The commission said it had concluded that CMPs are:
– Incompatible with an excluded party’s English common law right to a fair trial.
– In breach of article 6 of the European convention on human rights, which protects the right to a fair trial.
– To be used without any clear definition of the national security concerns they are said to be protecting.
The government claims CMPs are needed to prevent courtroom disclosure of sensitive evidence from causing damage to the so-called “control principle” governing intelligence shared between states.
It argues CMPs would allow more sensitive intelligence information to be heard in court than before, even though it would be heard in secret.
“Courts have found time and again that CMPs can be fair and can bring justice to an area of the law where currently there’s none,” a Cabinet Office spokeswoman said. “It means courts will be able to hear cases — and see all of the evidence — regardless of how much information relating to national security is involved.”

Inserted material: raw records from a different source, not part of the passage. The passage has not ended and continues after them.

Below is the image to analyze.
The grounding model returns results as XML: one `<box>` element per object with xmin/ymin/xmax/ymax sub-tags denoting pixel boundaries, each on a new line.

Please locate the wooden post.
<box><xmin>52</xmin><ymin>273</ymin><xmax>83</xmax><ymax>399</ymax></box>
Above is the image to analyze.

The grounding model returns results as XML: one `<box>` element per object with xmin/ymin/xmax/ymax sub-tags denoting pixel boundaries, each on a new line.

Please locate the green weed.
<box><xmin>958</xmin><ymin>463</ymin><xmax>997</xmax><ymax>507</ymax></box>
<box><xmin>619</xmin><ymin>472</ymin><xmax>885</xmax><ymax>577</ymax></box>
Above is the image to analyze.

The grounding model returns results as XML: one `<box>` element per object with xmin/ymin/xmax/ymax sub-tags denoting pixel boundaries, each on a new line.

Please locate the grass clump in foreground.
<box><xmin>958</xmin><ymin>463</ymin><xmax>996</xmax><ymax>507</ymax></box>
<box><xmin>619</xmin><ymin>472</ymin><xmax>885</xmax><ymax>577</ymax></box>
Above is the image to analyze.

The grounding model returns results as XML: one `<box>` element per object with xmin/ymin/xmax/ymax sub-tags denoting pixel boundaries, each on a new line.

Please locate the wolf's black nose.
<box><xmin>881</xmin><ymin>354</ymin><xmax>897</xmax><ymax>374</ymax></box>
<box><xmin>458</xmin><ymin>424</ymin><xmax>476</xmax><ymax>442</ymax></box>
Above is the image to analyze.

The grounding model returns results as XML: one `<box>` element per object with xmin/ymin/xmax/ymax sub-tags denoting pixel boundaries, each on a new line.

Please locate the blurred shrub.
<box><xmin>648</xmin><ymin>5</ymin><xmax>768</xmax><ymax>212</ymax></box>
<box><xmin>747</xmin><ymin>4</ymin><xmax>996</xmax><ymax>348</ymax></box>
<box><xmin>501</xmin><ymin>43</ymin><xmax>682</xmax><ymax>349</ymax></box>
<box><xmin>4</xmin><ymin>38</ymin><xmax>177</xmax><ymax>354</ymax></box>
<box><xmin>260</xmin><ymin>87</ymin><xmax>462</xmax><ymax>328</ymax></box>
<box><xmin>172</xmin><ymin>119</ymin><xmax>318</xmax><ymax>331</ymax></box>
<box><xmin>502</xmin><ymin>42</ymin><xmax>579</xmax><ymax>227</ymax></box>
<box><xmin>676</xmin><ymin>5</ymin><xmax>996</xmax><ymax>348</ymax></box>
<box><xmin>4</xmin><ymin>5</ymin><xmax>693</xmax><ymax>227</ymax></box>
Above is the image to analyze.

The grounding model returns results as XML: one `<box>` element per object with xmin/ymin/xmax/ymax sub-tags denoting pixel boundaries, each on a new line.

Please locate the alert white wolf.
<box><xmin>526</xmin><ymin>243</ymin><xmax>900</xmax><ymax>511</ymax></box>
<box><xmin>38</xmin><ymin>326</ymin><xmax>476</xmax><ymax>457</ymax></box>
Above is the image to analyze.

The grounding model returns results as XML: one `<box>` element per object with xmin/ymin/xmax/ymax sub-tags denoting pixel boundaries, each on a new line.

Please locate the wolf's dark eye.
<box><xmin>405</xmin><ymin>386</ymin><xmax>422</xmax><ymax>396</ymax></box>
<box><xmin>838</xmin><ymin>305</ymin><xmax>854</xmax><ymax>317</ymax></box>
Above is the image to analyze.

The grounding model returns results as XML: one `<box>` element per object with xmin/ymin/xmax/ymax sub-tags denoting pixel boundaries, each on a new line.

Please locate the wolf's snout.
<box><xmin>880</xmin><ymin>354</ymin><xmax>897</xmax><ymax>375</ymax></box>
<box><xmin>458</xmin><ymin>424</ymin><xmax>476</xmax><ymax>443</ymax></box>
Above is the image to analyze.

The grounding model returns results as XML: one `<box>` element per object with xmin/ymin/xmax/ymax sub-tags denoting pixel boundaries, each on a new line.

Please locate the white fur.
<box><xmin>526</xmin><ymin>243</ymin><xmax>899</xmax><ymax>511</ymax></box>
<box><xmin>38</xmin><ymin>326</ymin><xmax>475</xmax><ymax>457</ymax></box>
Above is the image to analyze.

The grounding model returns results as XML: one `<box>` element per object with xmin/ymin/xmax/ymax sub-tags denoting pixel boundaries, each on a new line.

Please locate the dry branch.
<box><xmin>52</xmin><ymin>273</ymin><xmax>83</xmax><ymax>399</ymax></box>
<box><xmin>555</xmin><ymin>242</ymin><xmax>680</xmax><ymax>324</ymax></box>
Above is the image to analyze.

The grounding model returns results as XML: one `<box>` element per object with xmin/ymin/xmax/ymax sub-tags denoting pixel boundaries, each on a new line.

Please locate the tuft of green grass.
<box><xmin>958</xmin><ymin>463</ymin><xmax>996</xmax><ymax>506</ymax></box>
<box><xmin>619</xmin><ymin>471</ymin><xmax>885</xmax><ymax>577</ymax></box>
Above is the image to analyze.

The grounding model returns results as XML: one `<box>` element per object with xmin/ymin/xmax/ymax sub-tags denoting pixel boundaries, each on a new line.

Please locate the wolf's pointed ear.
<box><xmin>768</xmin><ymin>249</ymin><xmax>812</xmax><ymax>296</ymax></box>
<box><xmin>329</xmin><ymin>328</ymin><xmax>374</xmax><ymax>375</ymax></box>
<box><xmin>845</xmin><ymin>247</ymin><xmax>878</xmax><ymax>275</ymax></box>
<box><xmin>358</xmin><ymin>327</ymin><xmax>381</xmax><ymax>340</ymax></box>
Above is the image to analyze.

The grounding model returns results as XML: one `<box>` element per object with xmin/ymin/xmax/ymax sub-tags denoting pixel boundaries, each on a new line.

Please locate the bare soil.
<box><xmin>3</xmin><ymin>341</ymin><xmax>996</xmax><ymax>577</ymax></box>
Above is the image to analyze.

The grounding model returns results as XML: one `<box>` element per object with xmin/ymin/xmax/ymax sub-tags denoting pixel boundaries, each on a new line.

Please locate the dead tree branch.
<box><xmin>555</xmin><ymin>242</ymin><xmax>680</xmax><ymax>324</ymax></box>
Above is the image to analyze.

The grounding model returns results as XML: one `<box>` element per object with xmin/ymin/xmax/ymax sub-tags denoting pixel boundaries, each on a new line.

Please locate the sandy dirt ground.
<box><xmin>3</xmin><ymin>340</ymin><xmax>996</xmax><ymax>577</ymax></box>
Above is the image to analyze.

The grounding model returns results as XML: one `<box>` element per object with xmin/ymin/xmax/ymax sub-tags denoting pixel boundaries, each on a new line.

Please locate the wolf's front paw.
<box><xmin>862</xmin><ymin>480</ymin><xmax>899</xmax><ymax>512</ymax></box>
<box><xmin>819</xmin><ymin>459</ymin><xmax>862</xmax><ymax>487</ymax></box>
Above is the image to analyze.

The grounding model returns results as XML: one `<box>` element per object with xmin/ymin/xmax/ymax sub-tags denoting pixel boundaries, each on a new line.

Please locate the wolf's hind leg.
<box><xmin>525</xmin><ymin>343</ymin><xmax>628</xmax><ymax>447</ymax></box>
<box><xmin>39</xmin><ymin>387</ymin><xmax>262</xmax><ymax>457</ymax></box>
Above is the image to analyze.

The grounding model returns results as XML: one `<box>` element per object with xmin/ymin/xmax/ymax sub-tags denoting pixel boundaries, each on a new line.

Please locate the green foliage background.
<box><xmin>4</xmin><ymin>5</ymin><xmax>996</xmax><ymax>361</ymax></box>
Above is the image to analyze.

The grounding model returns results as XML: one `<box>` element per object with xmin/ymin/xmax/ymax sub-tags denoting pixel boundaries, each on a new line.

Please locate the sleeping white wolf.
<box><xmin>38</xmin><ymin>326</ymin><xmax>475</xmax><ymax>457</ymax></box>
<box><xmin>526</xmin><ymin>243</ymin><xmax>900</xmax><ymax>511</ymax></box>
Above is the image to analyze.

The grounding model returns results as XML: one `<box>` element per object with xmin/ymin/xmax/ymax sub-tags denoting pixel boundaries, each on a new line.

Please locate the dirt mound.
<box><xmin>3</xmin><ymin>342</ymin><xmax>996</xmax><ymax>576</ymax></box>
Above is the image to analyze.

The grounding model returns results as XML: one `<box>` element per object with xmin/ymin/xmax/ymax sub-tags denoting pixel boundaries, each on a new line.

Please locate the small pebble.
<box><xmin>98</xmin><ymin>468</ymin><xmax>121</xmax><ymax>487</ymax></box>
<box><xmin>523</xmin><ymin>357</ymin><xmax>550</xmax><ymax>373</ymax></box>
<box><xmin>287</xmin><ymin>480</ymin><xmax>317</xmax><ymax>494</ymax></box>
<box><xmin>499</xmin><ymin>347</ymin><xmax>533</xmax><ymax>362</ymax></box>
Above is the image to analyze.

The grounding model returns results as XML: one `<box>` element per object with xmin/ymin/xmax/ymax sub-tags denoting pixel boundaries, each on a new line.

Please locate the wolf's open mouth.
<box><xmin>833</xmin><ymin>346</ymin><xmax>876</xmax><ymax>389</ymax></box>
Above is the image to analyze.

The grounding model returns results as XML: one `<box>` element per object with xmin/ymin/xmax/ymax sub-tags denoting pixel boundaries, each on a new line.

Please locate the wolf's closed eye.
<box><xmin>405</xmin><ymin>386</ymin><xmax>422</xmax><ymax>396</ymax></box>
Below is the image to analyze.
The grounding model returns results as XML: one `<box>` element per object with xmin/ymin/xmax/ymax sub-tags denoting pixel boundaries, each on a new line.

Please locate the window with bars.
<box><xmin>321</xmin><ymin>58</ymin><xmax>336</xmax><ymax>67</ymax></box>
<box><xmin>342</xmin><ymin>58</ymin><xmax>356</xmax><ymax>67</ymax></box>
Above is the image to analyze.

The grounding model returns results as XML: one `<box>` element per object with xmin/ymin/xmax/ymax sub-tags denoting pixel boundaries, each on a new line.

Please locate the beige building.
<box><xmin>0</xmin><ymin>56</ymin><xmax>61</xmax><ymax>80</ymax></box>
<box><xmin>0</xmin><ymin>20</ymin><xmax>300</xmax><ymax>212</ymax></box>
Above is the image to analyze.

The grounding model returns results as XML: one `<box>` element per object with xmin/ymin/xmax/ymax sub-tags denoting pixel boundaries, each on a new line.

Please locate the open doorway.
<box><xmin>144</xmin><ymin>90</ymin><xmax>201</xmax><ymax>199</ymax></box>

The government says a judge would decide whether the information should be kept secret. However, the bill’s critics say it has been drafted in a way that effectively ties judges’ hands, making it extremely difficult for them to challenge any minister’s claim that information should be kept secret on grounds of national security. The fact that a hearing would be held in secret could itself be kept secret.
There is also concern that the bill is intended not only to protect the control principle, but to conceal evidence of government wrongdoing, particularly during civil claims brought by victims of torture or rendition since 9/11.
Evidence of British collusion in the abuse and rendition of terror suspects to places where they risked being tortured — including evidence of MI6’s role in the rendition in 2004 of two Libyan dissidents into Muammar Gaddafi’s prisons — might not have come to light had the bill been in force.
The commission also said it welcomes the bill’s proposed reforms of the intelligence and security committee, the body of peers and MPs that is supposed to provide oversight of MI5 and MI6, but said they do not go far enough.